If you want an illustration of how much closer together the pop world of the 1960s seems compared to today’s, consider this sequence of events:
1. Teenage girl wins reality TV talent show.
2. Member of most famous and respected band in the country offers her a contract on an extremely high-profile new indie label.
Naturally, Opportunity Knocks fame and Beatle patronage combined to make “Those Were The Days” a colossal hit – six weeks at number one to “Hey Jude”‘s two. I think it would have been a hit without the backstory, though – it’s a winning commercial combination of the unusual and the instant, a study in contrasts. It has an immediate chorus – if this wasn’t a standard before 1968, it certainly became one, I heard it everywhere when I was growing up – and verses that reward careful listening. You could sing – even shout – along to it, but the arrangement, reflecting the song’s Russian origins, is delicacy itself. It’s a wise song sung by a child, and a song about lost and recovered potential sung by someone being rewarded for her own potential, and a song about going to the pub sung by someone barely old enough to drink. These are all gaps through which magic could sneak.

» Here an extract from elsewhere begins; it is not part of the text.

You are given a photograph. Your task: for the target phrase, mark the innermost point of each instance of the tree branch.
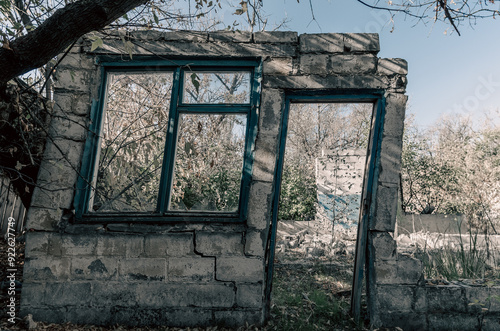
(66, 25)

Perhaps because of its familiarity, though, it slips by me very easily: I have to concentrate quite hard to catch the nuances in Hopkin’s performance and in the production – those shivery, ghostly backing vox on the return-to-the-tavern verse, for instance. And then I listen to something else, and when I go back to “Those Were The Days” I have to listen all over again to notice what I like about it. The only time it made me actually feel things rather than notice them was when I read the lyrics and connected them to what I do with my friends in pubs: the schemes and dreams in the song sound rather grander than plans to make giant boiled eggs, but this is a difference of degree not kind. So there’s something about it, or about me, that stops it connecting with me when I actually hear it. I wish I liked it more, in fact.